Carsten grimaced, and he wasn't the only one. If the enemy crossed your path and fired broadsides at you while you could answer only with your forward guns, he was sending you twice the weight of metal you were giving back. Every admiral dreamt of crossing the T, and every one had nightmares about its being crossed on him.

More splashes rose, these closer to the Dakota. If somebody dropped an elephant into the Pacific from a mile up, it might make a splash like that. Shrapnel rattled off the armored sides of the battleship. Carsten whistled softly. "Wouldn't care to be up on deck right now," he said.

The rest of the gun crew made noises showing they agreed. "Cap'n" Kidde said, "It's going to get worse before it gets better, too."

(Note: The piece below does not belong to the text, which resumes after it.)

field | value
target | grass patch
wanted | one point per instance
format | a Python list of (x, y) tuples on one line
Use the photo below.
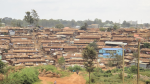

Nobody argued with that, either. "Hard standing around here," Carsten said, "waiting for something to happen or for us to get close enough to the limeys to shoot at them. I feel like I'm along for the ride, but I'm not doing anything to earn my keep."

He looked out through the vision slit again. Some of the cruisers had started firing their main armament: guns of a range not that much longer than those he served. His turn would come before too long.

And then, as he watched, one of the cruisers, the Missoula, took a direct hit from what had to be a battleship shell. Its turrets went up one after the other, like the most spectacular Fourth of July fireworks display he'd ever imagined. When, bare seconds after the hit, flame reached the main magazine, the whole ship exploded in a spectacular fireball. One of the cruiser's big guns hung suspended on top of the flames for what had to be close to half a minute. But when the flames and smoke finally cleared, only roiled water remained. Nothing else was left to show where six or seven hundred men had been-no boats, no wreckage, nothing.